Terry (Colin Farrell) travaille dans un garage tandis que Ian (Ewan McGregor) dirige le restaurant de leurs parents.
Lorsque le premier est confronté à une importante dette de jeu et que le second s’éprend d’Angela, ambitieuse comédienne de théâtre, ils sont obligés de solliciter l’aide de leur oncle Howard (Tom Wilkinson) qui a fait fortune en Californie.
En contrepartie de son solide coup de pouce financier, il leur demande de lui rendre un petit service : assassiner l’un de ses associés dont les révélations à la police pourrait conduire l’oncle Howard, homme d’affaires véreux, directement en prison.

Tom Wikinson, Ewan McGregor et Colin Farrell

Tom Wikinson, Ewan McGregor et Colin Farrell

C’est le film du dilemme et de la crise morale, du pouvoir corrupteur de l’argent. Jusqu’où peut-on aller pour se payer la vie de ses rêves (femmes, argent, et succès) ?

Il faut noter que Woody Allen, lorsqu’il s’intéresse au meurtre, ne traite pas de crimes passionnels mais d’assassinats uniquement motivés par l’appât du gain, la volonté de préserver – ou d’obtenir – coûte que coûte une situation sociale enviable. Le confort bourgeois, l’arrivisme, la fortune matérielle sont ainsi les seules valeurs et obsessions de personnages qui ont franchi la ligne qui sépare le Bien du Mal.

Woody Allen est d’un pessimisme absolu, angoissé par les questions du choix et du châtiment. Il étudie au travers de deux frères d’abord unis et amis puis antagonistes les réactions d’un homme vivant dans un monde sans Dieu (Ian), et au contraire celles d’un homme hanté par la faute et la crainte du châtiment divin (Terry.) Cassandre, figure de la mythologie grecque connue pour sa beauté et aussi son don de prédire l’avenir donne non seulement son nom au bateau des deux frères, qui sera le théâtre du dénouement tragique, mais aussi le sens du film de Woody Allen. Cassandre est le symbole de la lucidité qui se heurte à la non croyance et à l’ignorance. Chez Eschyle elle vit son don divinatoire comme une malédiction, impuissante à changer le cours des choses malgré ses pouvoirs. Terry adepte des jeux de hasard, persuadé de posséder une martingale se verra incapable de résister aux injonctions de son oncle et de son frère et sombrera dans le désespoir, craignant autant le jugement de Dieu que celui des hommes.

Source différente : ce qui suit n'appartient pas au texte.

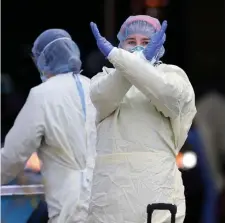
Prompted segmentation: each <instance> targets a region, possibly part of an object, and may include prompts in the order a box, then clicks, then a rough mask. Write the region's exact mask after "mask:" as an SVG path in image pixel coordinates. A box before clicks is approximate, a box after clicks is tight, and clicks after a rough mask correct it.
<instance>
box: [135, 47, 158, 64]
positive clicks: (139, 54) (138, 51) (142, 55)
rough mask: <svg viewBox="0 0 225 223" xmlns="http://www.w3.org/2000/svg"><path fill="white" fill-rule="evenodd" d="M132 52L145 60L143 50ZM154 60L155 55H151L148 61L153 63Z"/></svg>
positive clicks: (138, 56) (154, 57) (155, 58)
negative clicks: (151, 57)
mask: <svg viewBox="0 0 225 223" xmlns="http://www.w3.org/2000/svg"><path fill="white" fill-rule="evenodd" d="M133 54H135V55H137V56H138V57H140V58H142V59H144V60H146V58H145V56H144V54H143V50H142V51H134V52H133ZM155 62H156V57H153V58H152V60H151V61H149V63H150V64H152V65H153V64H155Z"/></svg>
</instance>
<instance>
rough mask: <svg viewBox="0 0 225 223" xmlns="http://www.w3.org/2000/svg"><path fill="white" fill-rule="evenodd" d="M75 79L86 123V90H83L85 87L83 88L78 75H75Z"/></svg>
mask: <svg viewBox="0 0 225 223" xmlns="http://www.w3.org/2000/svg"><path fill="white" fill-rule="evenodd" d="M73 77H74V78H75V81H76V85H77V91H78V93H79V97H80V101H81V105H82V110H83V116H84V120H85V121H86V104H85V95H84V89H83V86H82V83H81V81H80V78H79V76H78V74H74V73H73Z"/></svg>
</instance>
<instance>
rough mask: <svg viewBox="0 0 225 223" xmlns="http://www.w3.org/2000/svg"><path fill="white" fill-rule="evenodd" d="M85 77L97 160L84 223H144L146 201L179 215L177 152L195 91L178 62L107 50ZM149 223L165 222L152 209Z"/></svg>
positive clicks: (184, 137)
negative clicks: (94, 68) (112, 68)
mask: <svg viewBox="0 0 225 223" xmlns="http://www.w3.org/2000/svg"><path fill="white" fill-rule="evenodd" d="M108 59H109V61H110V62H111V63H112V64H113V65H114V67H115V69H108V68H106V67H104V68H103V72H102V73H99V74H98V75H96V76H95V77H94V78H93V79H92V82H91V93H90V97H91V100H92V102H93V104H94V106H95V107H96V109H97V121H98V128H97V148H96V149H97V158H96V163H95V170H94V176H93V182H92V196H91V202H90V210H89V217H88V223H146V221H147V213H146V208H147V205H148V204H151V203H172V204H175V205H177V208H178V212H177V215H176V216H177V217H176V223H181V222H183V220H184V217H185V197H184V187H183V182H182V178H181V173H180V171H179V170H178V168H177V166H176V155H177V153H178V151H179V150H180V148H181V147H182V146H183V144H184V142H185V140H186V138H187V133H188V131H189V129H190V126H191V124H192V120H193V118H194V116H195V114H196V108H195V95H194V91H193V88H192V86H191V84H190V82H189V79H188V77H187V75H186V74H185V72H184V71H183V70H182V69H180V68H179V67H177V66H174V65H166V64H161V65H159V66H157V67H153V66H152V65H151V64H150V63H149V62H148V61H147V60H145V59H142V58H140V57H138V56H137V55H134V54H132V53H129V52H127V51H125V50H123V49H118V48H114V49H113V50H112V51H111V52H110V54H109V56H108ZM152 222H153V223H154V222H156V223H166V222H170V213H169V212H166V211H155V212H154V213H153V221H152Z"/></svg>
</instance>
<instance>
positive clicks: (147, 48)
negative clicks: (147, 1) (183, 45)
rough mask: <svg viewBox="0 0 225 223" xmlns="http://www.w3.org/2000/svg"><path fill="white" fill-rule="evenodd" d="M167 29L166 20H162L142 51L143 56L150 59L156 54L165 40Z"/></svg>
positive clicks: (151, 59)
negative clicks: (159, 28)
mask: <svg viewBox="0 0 225 223" xmlns="http://www.w3.org/2000/svg"><path fill="white" fill-rule="evenodd" d="M166 29H167V21H164V22H163V24H162V27H161V29H160V30H159V31H158V32H157V33H155V34H154V35H153V37H152V39H151V40H150V42H149V43H148V45H147V46H146V48H145V49H144V51H143V54H144V56H145V58H146V59H147V60H149V61H151V60H152V59H153V58H154V57H156V56H157V54H158V52H159V50H160V49H161V47H162V46H163V44H164V42H165V32H166Z"/></svg>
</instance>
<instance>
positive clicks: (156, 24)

Le climat londonien à réussi à Woody Allen puisque loin de Manhattan il a signé dans la capitale britannique entre 2005 et 2010, à l’occasion d’un périple européen, quatre films remarquables : Match Point, Scoop, Le Rêve de Cassandre et Vous allez rencontrer un bel et sombre inconnu. Le Rêve de Cassandre bénéficie exceptionnellement d’une partition originale, composée par Philip Glass, alors que Woody Allen a d’habitude recours à des musiques préexistantes (souvent du jazz) pour accompagner ses films. Preuve supplémentaire que le cinéaste s’amuse toujours à faire certaines entorses aux règles qu’il s’est fixé dans un système productif et esthétique bien balisé depuis la fin des années 70.

 

PS : Le lendemain de la première diffusion du Rêve de Cassandre sur ARTE les spectateurs parisiens auront la possibilité de voir ou revoir Crimes et Délits (Crimes and Misdemeanors, 1989) de Woody Allen à la Cinémathèque française, le jeudi 5 décembre à 16h30, présenté par William Friedkin en personne dans le cadre de la carte blanche que lui a offerte le festival « Toute la mémoire du monde » organisé par la vénérable institution cinéphilique.